Каждое ее слово сочится ядом. Тут еще Евгений Борисович счел нужным внести ясность в существо вопроса.
— Чем же это плохо — разносторонность? — поднял он голос в мою защиту. — Это, дорогая моя, дар, который есть не у каждого.
— Так это все от бессилия. — Меня окончательно разозлило вмешательство Евгения Борисовича. — Разве вы не встречали людей, которые все понемножку умеют и — ничего основательно, ничего определенного у них нет?
Все сразу заспорили, и даже Анна сказала, что я стараюсь набить себе цену. Я не сдержался и, наверно, впервые за все время обидел ее.
— Бросьте! — сказал я. — Всего понемножку — от бессилия. Вот и Анна это поняла и пошла за Степана, в том есть сила. Она разобралась.
— Ого! — выкрикнула Зина.
Теперь уж меня совсем забросило.
— Да, да! — горячо заговорил я. — Она чутьем поняла, что у Степана есть цель, и он ее добьется. Пусть эта цель — иметь машину да квартиру с прекрасной обстановкой, но это все-таки цель. Ничего плохого: человек потрудился, заработал денежки и тратит их со вкусом. И она поняла и пошла за ним.

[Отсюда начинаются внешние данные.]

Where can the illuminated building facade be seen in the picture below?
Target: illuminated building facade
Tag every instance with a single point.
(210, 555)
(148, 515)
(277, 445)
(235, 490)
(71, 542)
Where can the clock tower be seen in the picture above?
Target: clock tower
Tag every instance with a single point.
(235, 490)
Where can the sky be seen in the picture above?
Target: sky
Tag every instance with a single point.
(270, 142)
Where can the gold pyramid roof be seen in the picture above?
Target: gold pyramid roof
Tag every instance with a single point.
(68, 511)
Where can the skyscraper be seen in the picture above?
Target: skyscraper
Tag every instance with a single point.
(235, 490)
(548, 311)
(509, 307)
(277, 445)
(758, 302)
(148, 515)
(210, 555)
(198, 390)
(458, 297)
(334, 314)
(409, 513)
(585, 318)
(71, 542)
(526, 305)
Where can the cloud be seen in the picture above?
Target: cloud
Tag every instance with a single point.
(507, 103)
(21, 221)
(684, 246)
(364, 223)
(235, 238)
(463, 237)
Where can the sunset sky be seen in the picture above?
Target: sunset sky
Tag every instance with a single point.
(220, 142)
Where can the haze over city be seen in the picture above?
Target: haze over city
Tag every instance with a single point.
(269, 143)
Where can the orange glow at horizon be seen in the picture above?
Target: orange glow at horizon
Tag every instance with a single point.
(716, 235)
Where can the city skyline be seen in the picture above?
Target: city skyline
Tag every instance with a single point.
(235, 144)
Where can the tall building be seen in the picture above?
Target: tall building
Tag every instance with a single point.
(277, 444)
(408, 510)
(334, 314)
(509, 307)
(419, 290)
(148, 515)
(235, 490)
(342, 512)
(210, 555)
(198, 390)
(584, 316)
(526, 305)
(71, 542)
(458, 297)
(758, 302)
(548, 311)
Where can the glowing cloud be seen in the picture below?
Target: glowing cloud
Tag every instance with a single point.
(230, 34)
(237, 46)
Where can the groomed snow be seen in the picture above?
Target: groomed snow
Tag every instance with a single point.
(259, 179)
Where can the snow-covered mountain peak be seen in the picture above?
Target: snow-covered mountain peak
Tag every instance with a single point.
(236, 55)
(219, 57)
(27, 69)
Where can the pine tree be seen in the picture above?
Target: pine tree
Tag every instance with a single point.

— Ого! — еще раз сказала Зина.
— Ну, а будет машина и квартира… А дальше что? — спросил Евгений Борисович.
— Не знаю, что-нибудь будет еще.
Анна сидела потупясь, с румянцем на щеках.
— Зачем ты все это? — жалко улыбнувшись, спросила она.
Только здесь я понял, как сильно люблю ее. Но мне нечего было ответить.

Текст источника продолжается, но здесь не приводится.